I think it could fail that way for two reasons: /dev/shm size limit
(mount option, which I think you are saying you have set to 4GB?), or
your system ran out of RAM +swap. The directly listing in your first
message only shows 1.4GB, not 4GB, so perhaps it's the second problem.
-> Parallel Hash Join (cost=11030236131.39..255829470118.27 rows=18618961759219 width=31)
Hash Cond: (another_mat_view.oid = my_table.oid)
-> Parallel Seq Scan on another_mat_view (cost=0.00..652514.56 rows=31645556 width=8)
-> Parallel Hash (cost=636676233.38..636676233.38 rows=20353804801 width=31)
-> Parallel Seq Scan on my_table (cost=0.00..636676233.38 rows=20353804801 width=31)
Filter: (flag = '0000000000000000'::bit(16))
It's strange that it's hashing the ~20B row table instead of the ~30M row table.
--
Thomas Munro
https://enterprisedb.com
I think it could fail that way for two reasons: /dev/shm size limit
(mount option, which I think you are saying you have set to 4GB?), or
your system ran out of RAM +swap.
df /dev/shm
Filesystem 1K-blocks Used Available Use% Mounted on
shm 4194304 351176 3843128 9% /dev/shm
mount | grep /dev/shm
shm on /dev/shm type tmpfs (rw,nosuid,nodev,noexec,relatime,size=4194304k)
I have no swap and 8GB of RAM, when there is no active queries only ~800MB of RAM is used.

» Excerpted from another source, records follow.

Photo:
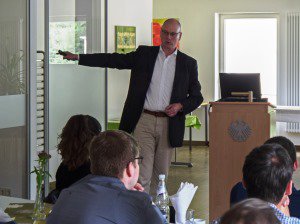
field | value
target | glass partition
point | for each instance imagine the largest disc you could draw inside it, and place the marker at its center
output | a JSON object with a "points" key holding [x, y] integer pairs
{"points": [[13, 76], [74, 26]]}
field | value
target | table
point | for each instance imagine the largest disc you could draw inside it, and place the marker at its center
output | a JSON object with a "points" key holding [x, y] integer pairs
{"points": [[287, 114]]}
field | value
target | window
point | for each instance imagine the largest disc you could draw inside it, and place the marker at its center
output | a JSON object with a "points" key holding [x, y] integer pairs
{"points": [[67, 36], [248, 44]]}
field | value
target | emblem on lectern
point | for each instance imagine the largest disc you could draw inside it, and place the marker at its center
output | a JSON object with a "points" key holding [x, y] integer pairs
{"points": [[239, 131]]}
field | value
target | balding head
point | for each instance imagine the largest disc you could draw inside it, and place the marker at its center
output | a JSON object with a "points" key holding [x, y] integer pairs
{"points": [[172, 21], [170, 35]]}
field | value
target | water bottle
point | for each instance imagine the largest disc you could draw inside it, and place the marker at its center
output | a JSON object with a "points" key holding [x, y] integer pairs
{"points": [[162, 198]]}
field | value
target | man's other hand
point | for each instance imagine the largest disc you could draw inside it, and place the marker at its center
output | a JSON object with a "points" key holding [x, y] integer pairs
{"points": [[173, 109], [68, 55]]}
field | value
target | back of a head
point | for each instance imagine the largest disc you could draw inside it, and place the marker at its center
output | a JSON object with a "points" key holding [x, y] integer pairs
{"points": [[285, 143], [111, 152], [75, 139], [250, 211], [266, 172]]}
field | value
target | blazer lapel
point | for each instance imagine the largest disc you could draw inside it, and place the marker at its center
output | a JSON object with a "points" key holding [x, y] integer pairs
{"points": [[178, 74], [151, 64]]}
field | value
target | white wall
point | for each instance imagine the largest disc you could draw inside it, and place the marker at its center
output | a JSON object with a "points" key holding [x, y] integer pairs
{"points": [[136, 13], [198, 23]]}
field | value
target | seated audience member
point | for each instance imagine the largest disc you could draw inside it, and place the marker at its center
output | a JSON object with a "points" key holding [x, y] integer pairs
{"points": [[267, 175], [238, 192], [250, 211], [111, 193], [74, 149]]}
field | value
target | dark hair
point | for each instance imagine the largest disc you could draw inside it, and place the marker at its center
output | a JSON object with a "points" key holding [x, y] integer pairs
{"points": [[285, 143], [266, 172], [75, 139], [111, 152], [250, 211]]}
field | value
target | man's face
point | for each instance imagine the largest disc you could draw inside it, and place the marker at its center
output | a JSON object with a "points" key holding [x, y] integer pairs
{"points": [[170, 35]]}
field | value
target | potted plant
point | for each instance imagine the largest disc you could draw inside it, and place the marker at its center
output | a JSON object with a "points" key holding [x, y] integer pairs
{"points": [[12, 88], [41, 172], [12, 81]]}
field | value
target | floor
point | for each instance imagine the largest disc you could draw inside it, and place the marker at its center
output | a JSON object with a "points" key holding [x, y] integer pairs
{"points": [[198, 175]]}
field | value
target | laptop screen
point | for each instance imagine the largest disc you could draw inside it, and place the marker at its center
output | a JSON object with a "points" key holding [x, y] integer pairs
{"points": [[240, 82]]}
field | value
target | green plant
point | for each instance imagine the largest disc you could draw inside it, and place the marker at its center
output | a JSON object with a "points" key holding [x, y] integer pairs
{"points": [[12, 81], [40, 170]]}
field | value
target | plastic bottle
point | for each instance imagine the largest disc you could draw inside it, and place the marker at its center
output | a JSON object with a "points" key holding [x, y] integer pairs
{"points": [[162, 198]]}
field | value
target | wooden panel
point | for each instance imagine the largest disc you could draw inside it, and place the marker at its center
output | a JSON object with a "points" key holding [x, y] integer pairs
{"points": [[226, 156], [13, 172]]}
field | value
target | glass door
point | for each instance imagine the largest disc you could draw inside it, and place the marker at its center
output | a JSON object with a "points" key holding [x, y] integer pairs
{"points": [[75, 26], [13, 92]]}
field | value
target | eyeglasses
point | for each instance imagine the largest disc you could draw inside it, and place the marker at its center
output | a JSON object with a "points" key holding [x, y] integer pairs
{"points": [[166, 33], [140, 159]]}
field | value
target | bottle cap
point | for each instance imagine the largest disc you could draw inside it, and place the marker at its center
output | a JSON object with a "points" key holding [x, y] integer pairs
{"points": [[162, 176]]}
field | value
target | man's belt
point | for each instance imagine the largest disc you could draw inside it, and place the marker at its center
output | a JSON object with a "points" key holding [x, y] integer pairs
{"points": [[156, 113]]}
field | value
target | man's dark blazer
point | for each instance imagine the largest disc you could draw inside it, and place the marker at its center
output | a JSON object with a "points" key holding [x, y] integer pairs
{"points": [[186, 87]]}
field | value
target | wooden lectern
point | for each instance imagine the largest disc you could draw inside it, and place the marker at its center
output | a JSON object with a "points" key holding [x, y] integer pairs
{"points": [[235, 128]]}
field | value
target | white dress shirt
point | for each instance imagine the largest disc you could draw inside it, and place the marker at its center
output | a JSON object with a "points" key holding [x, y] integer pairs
{"points": [[159, 92]]}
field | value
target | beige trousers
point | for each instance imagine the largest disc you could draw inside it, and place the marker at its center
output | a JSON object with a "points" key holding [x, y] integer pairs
{"points": [[152, 135]]}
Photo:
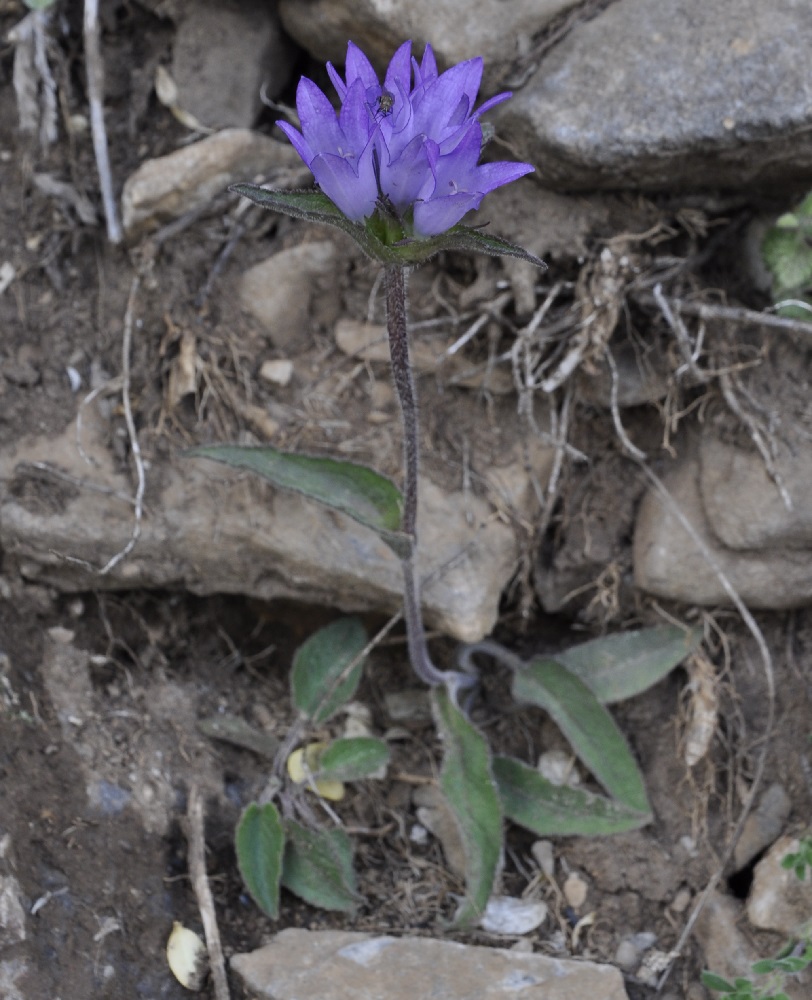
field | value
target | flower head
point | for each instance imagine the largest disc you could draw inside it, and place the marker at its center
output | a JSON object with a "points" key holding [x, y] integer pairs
{"points": [[400, 156]]}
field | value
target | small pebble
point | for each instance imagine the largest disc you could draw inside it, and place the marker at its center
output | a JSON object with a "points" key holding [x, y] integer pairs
{"points": [[681, 901], [558, 768], [575, 890], [277, 372]]}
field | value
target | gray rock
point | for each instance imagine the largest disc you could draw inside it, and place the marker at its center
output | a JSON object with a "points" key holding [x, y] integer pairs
{"points": [[213, 530], [779, 900], [743, 504], [220, 83], [487, 28], [668, 563], [341, 965], [726, 950], [764, 824], [279, 291], [188, 179], [693, 93], [434, 813]]}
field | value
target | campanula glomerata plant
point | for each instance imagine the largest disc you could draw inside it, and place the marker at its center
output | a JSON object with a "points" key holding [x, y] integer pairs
{"points": [[398, 167]]}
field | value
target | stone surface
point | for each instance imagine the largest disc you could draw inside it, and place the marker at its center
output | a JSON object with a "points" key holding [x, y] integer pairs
{"points": [[280, 291], [668, 563], [779, 900], [764, 824], [188, 179], [726, 950], [210, 530], [741, 500], [341, 965], [487, 28], [220, 84], [692, 93]]}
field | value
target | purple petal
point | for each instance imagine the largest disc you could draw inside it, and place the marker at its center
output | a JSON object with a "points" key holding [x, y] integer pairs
{"points": [[338, 83], [493, 175], [298, 141], [443, 96], [402, 178], [358, 67], [492, 102], [319, 122], [354, 119], [399, 72], [337, 179], [439, 214]]}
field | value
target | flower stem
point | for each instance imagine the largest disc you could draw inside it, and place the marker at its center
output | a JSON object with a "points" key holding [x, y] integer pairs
{"points": [[404, 385]]}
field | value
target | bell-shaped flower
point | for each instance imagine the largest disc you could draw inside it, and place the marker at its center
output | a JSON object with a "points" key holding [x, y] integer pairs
{"points": [[400, 157]]}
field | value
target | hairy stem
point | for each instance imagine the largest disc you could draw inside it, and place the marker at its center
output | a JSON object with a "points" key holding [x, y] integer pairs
{"points": [[404, 385]]}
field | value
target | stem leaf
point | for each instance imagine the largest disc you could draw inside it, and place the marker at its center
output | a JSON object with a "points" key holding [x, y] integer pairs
{"points": [[549, 810], [467, 783], [355, 490], [318, 688], [259, 841], [317, 867], [621, 666], [588, 726], [352, 758]]}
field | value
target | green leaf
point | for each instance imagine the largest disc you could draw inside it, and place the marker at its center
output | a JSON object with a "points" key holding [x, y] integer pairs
{"points": [[363, 494], [466, 781], [317, 682], [317, 867], [317, 207], [621, 666], [352, 758], [259, 842], [550, 810], [714, 982], [789, 259], [591, 730], [476, 241]]}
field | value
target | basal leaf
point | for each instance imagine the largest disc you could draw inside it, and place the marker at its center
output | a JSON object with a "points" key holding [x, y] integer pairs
{"points": [[355, 490], [591, 730], [318, 685], [317, 867], [621, 666], [352, 758], [549, 810], [714, 982], [259, 842], [467, 783], [466, 238]]}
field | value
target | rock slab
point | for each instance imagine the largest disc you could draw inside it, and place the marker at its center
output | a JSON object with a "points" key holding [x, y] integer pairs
{"points": [[691, 93], [344, 965]]}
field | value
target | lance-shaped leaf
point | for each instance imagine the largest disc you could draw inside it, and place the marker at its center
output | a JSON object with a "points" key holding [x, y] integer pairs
{"points": [[591, 730], [549, 810], [363, 494], [317, 207], [259, 842], [621, 666], [317, 867], [467, 783], [352, 758], [327, 669]]}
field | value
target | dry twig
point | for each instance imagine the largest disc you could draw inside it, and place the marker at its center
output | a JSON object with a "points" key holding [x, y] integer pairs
{"points": [[769, 675], [95, 92], [193, 828]]}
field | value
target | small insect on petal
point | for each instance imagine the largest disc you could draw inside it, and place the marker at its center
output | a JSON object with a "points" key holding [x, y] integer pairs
{"points": [[187, 957]]}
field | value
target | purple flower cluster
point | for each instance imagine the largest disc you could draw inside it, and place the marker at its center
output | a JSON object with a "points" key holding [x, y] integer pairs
{"points": [[409, 148]]}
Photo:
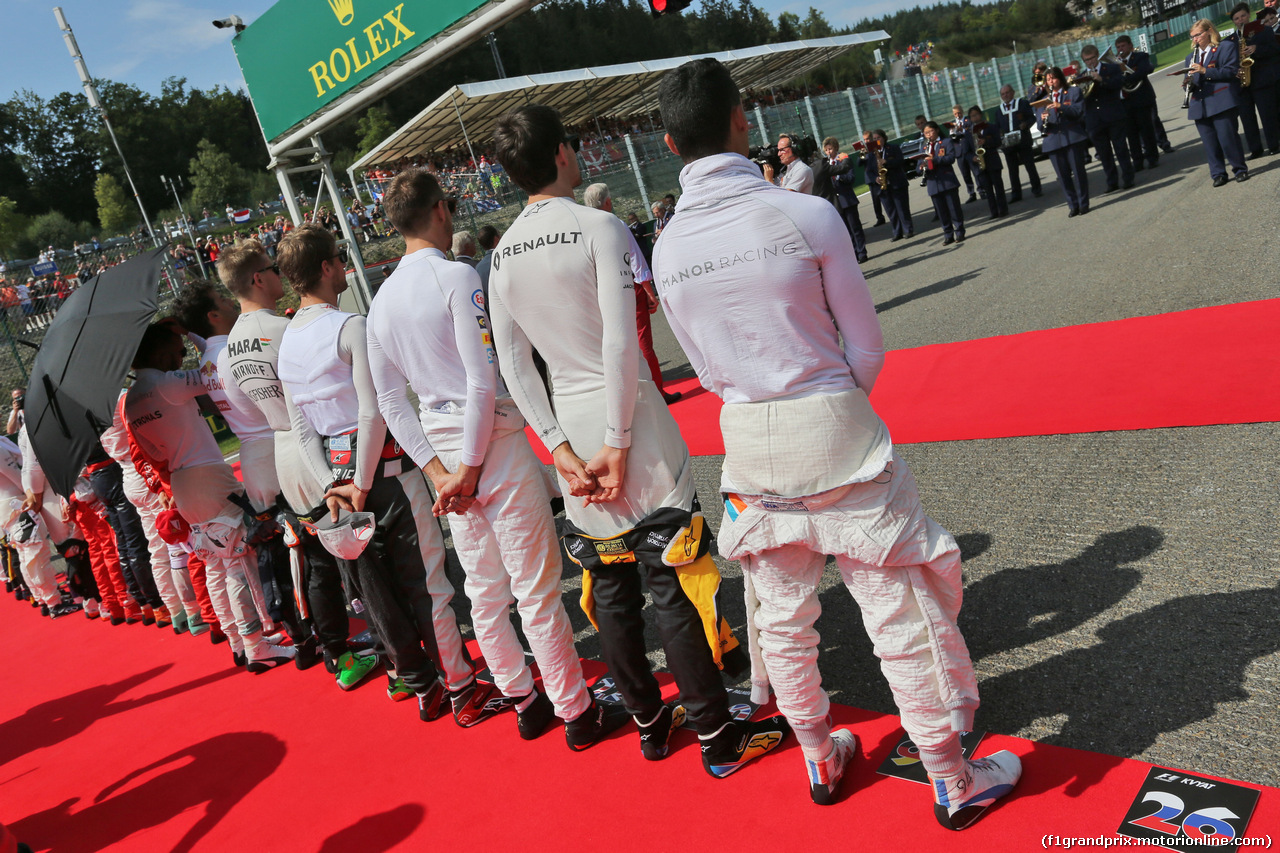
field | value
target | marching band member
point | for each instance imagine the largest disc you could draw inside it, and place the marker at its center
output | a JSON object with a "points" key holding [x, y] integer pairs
{"points": [[869, 178], [837, 172], [987, 168], [942, 182], [1105, 118], [1214, 101], [1061, 123], [1016, 114], [897, 205], [1258, 99], [1139, 100]]}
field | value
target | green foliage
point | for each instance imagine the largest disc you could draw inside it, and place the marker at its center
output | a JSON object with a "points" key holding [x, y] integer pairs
{"points": [[55, 229], [215, 179], [13, 227], [115, 209], [373, 128]]}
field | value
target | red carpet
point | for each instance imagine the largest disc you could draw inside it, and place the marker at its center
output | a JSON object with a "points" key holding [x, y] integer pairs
{"points": [[1212, 365], [133, 739]]}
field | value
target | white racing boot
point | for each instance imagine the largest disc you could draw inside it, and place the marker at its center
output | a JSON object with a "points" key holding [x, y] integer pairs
{"points": [[961, 799]]}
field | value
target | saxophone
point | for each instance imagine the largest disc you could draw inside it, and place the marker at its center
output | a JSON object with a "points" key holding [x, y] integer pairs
{"points": [[1246, 72]]}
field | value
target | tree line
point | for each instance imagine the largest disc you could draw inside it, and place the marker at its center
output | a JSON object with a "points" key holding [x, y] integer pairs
{"points": [[60, 178]]}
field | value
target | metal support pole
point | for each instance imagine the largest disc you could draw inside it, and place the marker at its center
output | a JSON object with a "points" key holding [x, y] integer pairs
{"points": [[291, 203], [813, 119], [9, 336], [892, 108], [187, 223], [853, 108], [759, 119], [497, 56], [91, 94], [361, 291], [635, 169]]}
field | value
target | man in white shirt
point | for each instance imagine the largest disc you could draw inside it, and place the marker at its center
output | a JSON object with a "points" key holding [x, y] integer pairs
{"points": [[781, 325], [428, 331], [248, 366], [209, 315], [562, 283], [647, 301], [798, 176], [329, 391], [164, 419]]}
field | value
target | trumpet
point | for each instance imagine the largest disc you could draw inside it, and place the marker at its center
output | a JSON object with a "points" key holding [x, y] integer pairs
{"points": [[1084, 81], [1246, 72]]}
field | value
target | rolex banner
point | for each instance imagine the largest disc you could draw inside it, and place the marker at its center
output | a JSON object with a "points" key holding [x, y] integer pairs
{"points": [[301, 55]]}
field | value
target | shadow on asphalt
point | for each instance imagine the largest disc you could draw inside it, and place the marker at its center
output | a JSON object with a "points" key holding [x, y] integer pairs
{"points": [[928, 290], [1015, 607], [1151, 673]]}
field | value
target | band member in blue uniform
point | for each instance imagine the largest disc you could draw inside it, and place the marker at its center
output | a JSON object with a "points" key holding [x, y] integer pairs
{"points": [[1063, 124], [1214, 103], [941, 179], [1016, 114], [897, 205], [869, 178], [833, 178], [1257, 99], [987, 168], [1106, 119], [961, 131], [1139, 101]]}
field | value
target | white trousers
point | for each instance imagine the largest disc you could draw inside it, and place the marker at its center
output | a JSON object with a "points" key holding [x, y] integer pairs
{"points": [[904, 571], [33, 556], [218, 538], [508, 548], [172, 580], [453, 657]]}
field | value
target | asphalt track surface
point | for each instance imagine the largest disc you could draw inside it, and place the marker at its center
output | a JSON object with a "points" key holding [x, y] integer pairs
{"points": [[1120, 588]]}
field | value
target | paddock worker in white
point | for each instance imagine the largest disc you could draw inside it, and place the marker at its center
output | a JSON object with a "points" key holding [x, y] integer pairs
{"points": [[760, 286], [562, 283], [428, 329]]}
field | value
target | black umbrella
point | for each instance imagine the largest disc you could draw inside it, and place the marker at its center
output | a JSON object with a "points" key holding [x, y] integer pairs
{"points": [[82, 364]]}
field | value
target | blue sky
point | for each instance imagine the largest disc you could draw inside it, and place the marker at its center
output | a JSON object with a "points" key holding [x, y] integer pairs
{"points": [[145, 41]]}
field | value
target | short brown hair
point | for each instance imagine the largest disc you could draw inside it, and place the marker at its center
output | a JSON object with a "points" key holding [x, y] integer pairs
{"points": [[410, 199], [302, 255], [526, 141], [238, 264]]}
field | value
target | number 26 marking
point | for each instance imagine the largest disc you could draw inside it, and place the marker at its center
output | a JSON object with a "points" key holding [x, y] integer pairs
{"points": [[1203, 824]]}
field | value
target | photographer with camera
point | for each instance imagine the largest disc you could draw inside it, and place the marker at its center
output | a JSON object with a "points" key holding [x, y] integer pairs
{"points": [[16, 418], [796, 177]]}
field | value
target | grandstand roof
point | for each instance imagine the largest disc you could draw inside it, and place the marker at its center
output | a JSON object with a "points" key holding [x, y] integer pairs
{"points": [[585, 92]]}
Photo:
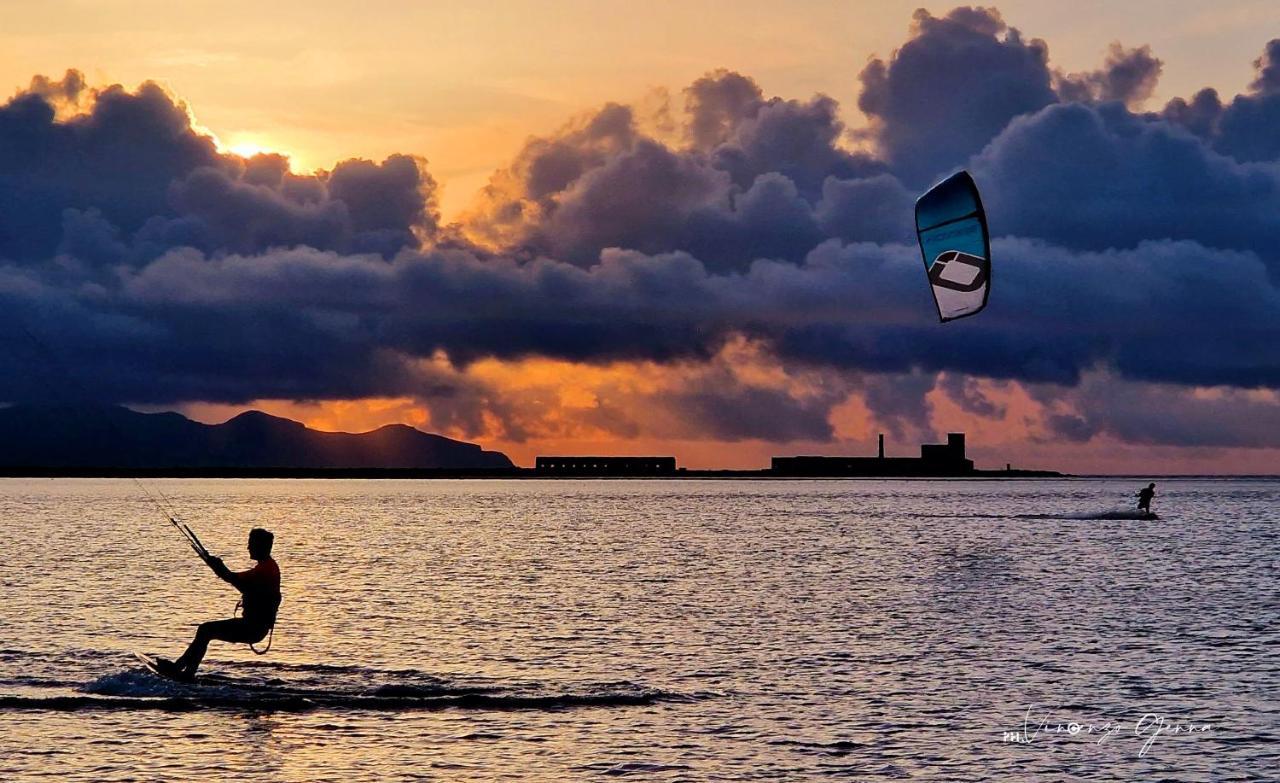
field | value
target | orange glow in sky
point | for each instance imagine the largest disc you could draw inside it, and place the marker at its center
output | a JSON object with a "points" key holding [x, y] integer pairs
{"points": [[464, 85]]}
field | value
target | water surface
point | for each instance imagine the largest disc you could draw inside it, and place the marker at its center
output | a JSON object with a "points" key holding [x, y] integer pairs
{"points": [[670, 630]]}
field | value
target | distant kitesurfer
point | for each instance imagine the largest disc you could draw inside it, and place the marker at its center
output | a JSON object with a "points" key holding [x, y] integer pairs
{"points": [[260, 596], [1144, 497]]}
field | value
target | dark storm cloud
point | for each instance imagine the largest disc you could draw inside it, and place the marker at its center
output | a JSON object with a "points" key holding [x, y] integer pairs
{"points": [[951, 88], [127, 177], [1160, 415], [1133, 246], [309, 324], [1246, 128], [1128, 76], [753, 183], [1098, 177]]}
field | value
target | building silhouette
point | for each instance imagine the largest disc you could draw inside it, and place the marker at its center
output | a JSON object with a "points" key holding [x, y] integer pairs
{"points": [[936, 459], [606, 466]]}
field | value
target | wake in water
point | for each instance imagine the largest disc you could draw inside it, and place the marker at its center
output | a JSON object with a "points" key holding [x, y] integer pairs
{"points": [[261, 686], [1124, 513]]}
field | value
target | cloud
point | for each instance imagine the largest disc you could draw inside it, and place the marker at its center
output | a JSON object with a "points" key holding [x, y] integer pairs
{"points": [[1246, 127], [950, 90], [1134, 247], [114, 175], [1098, 177], [1128, 77]]}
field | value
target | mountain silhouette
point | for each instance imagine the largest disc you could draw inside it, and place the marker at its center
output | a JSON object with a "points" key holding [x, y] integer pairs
{"points": [[67, 436]]}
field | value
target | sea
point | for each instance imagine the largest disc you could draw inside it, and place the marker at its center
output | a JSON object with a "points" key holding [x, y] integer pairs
{"points": [[668, 630]]}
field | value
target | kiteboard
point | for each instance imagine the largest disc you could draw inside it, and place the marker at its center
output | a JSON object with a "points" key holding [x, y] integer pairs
{"points": [[163, 668]]}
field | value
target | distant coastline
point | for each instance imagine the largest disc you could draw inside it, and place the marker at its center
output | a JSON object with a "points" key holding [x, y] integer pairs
{"points": [[446, 474]]}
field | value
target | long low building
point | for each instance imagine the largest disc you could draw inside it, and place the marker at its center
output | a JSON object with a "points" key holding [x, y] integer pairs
{"points": [[935, 459], [606, 466]]}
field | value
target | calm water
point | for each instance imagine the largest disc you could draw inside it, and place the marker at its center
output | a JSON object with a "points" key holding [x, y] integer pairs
{"points": [[677, 630]]}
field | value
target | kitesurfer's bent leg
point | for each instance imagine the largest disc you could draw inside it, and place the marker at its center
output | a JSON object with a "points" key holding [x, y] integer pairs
{"points": [[236, 630]]}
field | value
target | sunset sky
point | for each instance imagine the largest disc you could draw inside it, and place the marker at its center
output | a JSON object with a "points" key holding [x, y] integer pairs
{"points": [[677, 228]]}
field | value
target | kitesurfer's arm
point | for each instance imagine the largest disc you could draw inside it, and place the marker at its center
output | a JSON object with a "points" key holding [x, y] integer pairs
{"points": [[223, 572]]}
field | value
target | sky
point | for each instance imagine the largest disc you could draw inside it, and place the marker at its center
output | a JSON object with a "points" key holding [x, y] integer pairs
{"points": [[675, 229]]}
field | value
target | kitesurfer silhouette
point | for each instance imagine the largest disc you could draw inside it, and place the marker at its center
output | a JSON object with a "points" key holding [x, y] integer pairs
{"points": [[1144, 497], [260, 598]]}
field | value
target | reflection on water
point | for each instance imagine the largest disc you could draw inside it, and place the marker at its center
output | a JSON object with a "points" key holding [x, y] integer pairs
{"points": [[679, 630]]}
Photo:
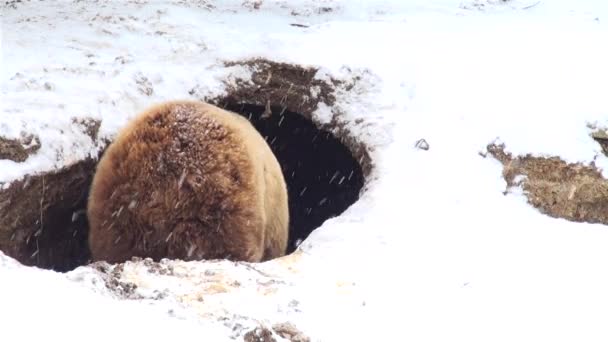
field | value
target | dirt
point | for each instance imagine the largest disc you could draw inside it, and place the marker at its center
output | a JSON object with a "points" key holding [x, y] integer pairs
{"points": [[572, 191], [283, 87], [19, 149], [89, 126], [111, 275], [43, 218], [285, 330], [289, 332], [601, 137], [259, 334]]}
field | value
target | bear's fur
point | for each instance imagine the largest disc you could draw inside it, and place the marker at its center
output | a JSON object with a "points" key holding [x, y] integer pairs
{"points": [[188, 180]]}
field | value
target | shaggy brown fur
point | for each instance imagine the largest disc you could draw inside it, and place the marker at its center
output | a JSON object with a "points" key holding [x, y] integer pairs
{"points": [[187, 180]]}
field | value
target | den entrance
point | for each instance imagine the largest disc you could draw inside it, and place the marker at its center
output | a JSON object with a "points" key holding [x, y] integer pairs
{"points": [[45, 224], [323, 178]]}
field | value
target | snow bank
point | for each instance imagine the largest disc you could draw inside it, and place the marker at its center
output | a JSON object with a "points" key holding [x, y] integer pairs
{"points": [[432, 251]]}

So I don't believe that it is out of memory problem.
The directly listing in your first
message only shows 1.4GB, not 4GB, so perhaps it's the second problem.
I cannot catch the right moment with ls, but I've run bash for-loop that that logs "df /dev/shm" every minute and the last entry before fail shows that 89% of /dev/shm is used:
Filesystem 1K-blocks Used Available Use% Mounted on
shm 4194304 3732368 461936 89% /dev/shm
There is no other processes that use /dev/shm.
It's strange that it's hashing the ~20B row table instead of the ~30M row table.